= Symphony No. 2 (Furtwängler) =

Wilhelm Furtwängler in 1950s

Symphony No. 2 in E minor was written by Wilhelm Furtwängler between 1945 and 1946 in Switzerland. It is in four movements:

The symphony is scored for piccolo, 3 flutes, 2 oboes, cor anglais, 3 clarinets, 2 bassoons, contrabassoon, 4 horns, 3 trumpets, 3 trombones, tuba, timpani, percussion (tamtam), and strings.

The outer movements are in sonata form, with some related material. The third movement, which follows the second movement without pause ("attacca Scherzo!") is a scherzo with trio. Unlike Bruckner, Furtwängler makes smooth transitions into and out of the trio.

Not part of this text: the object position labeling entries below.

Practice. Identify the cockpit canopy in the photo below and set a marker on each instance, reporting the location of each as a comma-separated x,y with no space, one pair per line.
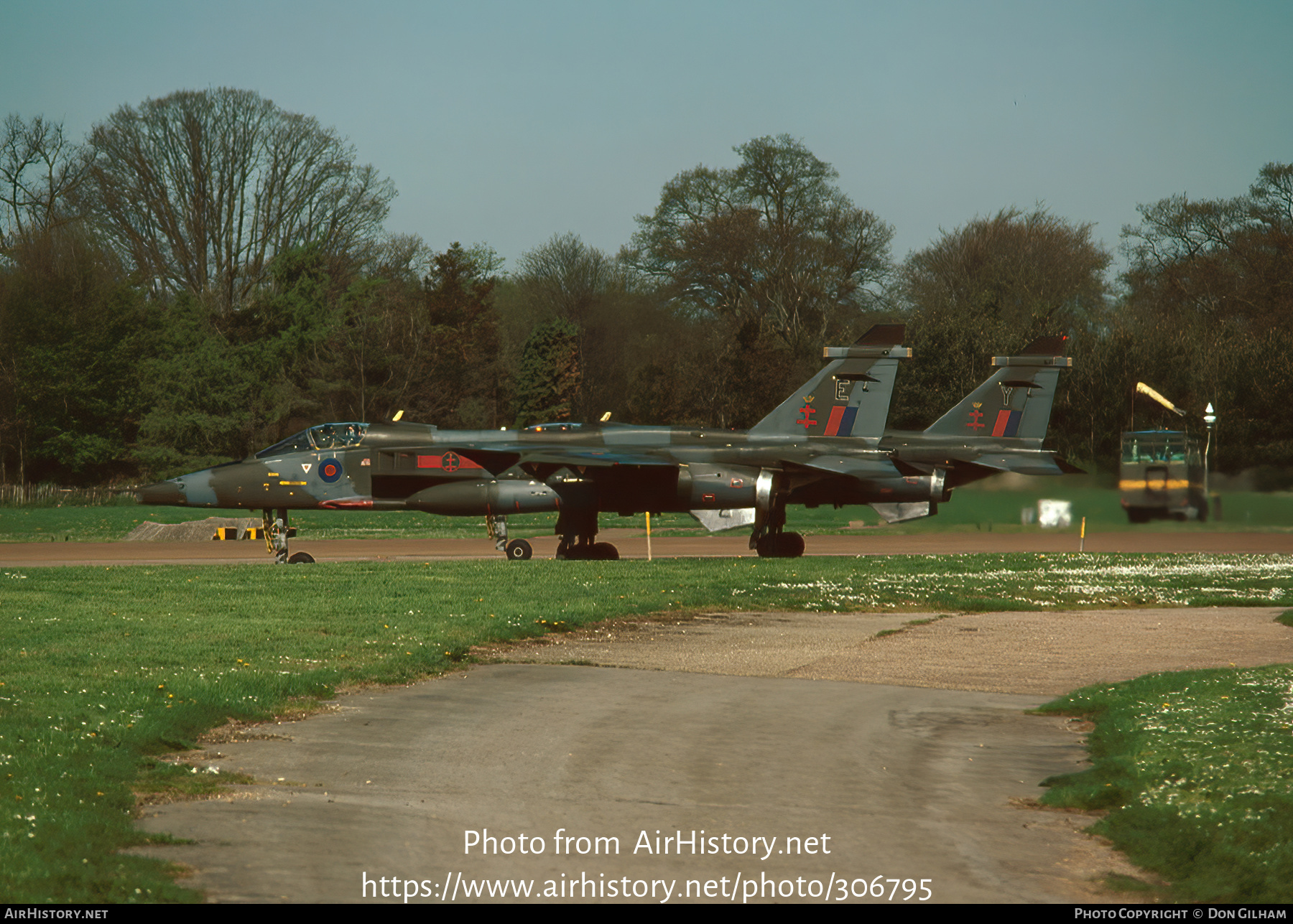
323,437
552,428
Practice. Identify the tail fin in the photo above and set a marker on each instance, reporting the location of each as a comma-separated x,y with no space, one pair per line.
1015,402
850,397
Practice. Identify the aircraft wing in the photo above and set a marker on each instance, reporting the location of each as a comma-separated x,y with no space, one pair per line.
856,467
499,458
1023,462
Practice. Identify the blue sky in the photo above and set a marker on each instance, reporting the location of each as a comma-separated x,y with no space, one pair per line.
511,122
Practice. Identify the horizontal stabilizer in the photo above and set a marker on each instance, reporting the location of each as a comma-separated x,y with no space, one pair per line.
898,513
1029,465
724,520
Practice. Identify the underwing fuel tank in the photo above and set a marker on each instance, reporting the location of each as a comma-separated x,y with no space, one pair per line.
478,498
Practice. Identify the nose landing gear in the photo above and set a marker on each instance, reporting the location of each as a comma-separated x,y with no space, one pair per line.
277,533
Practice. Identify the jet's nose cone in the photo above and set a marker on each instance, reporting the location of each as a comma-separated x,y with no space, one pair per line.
162,493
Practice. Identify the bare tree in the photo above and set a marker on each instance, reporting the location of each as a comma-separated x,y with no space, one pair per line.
39,174
772,243
200,190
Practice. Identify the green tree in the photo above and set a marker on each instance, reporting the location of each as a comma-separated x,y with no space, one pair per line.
621,321
547,383
1210,291
988,289
226,384
73,334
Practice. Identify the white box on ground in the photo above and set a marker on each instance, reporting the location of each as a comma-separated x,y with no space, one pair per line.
1055,513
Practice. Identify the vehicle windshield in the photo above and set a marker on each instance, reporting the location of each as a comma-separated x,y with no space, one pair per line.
1141,447
323,437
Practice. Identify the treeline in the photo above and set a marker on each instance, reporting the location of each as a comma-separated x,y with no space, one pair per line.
206,274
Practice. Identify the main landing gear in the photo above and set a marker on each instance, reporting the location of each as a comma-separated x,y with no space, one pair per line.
769,538
277,533
517,549
578,531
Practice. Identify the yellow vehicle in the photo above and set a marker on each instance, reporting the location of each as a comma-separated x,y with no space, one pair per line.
1162,476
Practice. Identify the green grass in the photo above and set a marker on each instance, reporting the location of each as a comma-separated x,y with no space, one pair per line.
1195,770
108,667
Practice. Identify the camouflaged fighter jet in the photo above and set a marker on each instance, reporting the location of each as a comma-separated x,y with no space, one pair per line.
824,445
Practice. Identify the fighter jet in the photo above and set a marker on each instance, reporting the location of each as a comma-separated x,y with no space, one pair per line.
824,445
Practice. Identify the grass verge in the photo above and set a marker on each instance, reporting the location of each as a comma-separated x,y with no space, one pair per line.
1194,769
108,667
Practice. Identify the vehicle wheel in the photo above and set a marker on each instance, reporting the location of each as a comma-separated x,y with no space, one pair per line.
519,549
792,546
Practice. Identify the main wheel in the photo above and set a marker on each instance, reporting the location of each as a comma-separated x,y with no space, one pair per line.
792,546
519,549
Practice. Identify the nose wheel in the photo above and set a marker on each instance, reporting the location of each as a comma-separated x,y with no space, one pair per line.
519,549
277,533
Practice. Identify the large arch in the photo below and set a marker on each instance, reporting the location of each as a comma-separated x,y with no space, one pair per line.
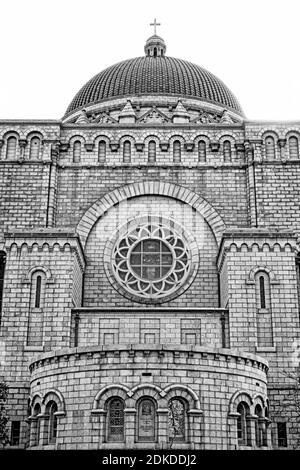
143,188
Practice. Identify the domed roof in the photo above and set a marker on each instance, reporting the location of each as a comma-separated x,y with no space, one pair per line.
154,74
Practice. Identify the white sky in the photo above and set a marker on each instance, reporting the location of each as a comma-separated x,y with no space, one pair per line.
50,48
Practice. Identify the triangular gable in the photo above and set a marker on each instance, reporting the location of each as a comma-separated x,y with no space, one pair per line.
155,116
103,118
206,118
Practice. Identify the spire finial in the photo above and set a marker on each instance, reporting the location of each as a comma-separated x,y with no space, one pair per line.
155,25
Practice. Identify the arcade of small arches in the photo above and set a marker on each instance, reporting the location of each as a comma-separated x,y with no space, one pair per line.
31,147
150,412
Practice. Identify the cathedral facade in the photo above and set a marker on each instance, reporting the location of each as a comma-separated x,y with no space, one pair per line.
149,267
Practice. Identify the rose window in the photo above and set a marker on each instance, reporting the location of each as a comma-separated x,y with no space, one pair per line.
151,261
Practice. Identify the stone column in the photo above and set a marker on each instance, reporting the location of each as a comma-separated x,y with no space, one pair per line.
232,431
1,145
98,427
162,418
196,430
251,421
22,144
129,418
281,145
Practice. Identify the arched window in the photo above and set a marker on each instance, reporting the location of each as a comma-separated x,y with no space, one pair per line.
177,420
243,425
259,428
270,148
34,151
11,147
35,324
293,147
202,151
263,309
2,269
262,281
77,151
35,425
51,411
127,151
115,420
227,151
146,430
176,151
102,151
38,292
152,151
262,292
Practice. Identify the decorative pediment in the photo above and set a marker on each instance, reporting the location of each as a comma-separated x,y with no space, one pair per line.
205,117
154,116
102,118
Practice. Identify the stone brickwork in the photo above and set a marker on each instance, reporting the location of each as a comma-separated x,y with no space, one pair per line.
206,378
209,343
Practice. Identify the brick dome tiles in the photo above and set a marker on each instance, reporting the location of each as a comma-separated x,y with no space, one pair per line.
161,75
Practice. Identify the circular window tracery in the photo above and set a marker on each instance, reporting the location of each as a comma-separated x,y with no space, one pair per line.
151,260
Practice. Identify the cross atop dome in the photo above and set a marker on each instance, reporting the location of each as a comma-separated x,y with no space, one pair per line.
154,24
155,45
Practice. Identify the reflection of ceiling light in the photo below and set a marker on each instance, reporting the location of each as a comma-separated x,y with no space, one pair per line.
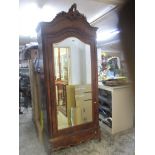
102,36
29,17
101,13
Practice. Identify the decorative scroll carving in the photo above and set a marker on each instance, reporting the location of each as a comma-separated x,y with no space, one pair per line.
72,14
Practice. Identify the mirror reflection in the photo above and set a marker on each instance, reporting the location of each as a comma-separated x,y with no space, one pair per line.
72,62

Like Furtwängler's other symphonic works, the Symphony No. 2 is very rarely performed. Roughly 80 minutes in length, the work is heavily indebted to the late-Romantic style of composers like Anton Bruckner and Richard Wagner. As conductor/musicologist Christopher Fifield has observed, most of Furtwängler's works "are of Brucknerian length but, devoid of Brucknerian genius, few have the material to sustain such proportions."

However, the symphony has strong advocates: Eugen Jochum recorded the work with the Bavarian Radio Symphony Orchestra in 1954, and there is another recording made by Daniel Barenboim conducting the Chicago Symphony Orchestra. There are at least two other recordings besides those conducted by the composer, though in complete cycles of his symphonies. Arthur Honegger wrote of this work, "The man who can write a score as rich as [this] is not to be argued about. He is of the race of great musicians."

Furtwängler himself recorded his Symphony No. 2 in a studio with the Berlin Philharmonic in December 1951. There also exist several public recordings, some of them having been released : with the Hamburg Philharmonic in 1948 (Société Wilhelm Furtwängler), with the Orchestra of Hesse Radio in Frankfurt in 1952 (Wilhelm-Furtwängler-Gesellschaft), with the Vienna Philharmonic in 1953 (Orfeo) and with the South-German Radio Symphony Orchestra in Stuttgart in 1954 (Mediaphon).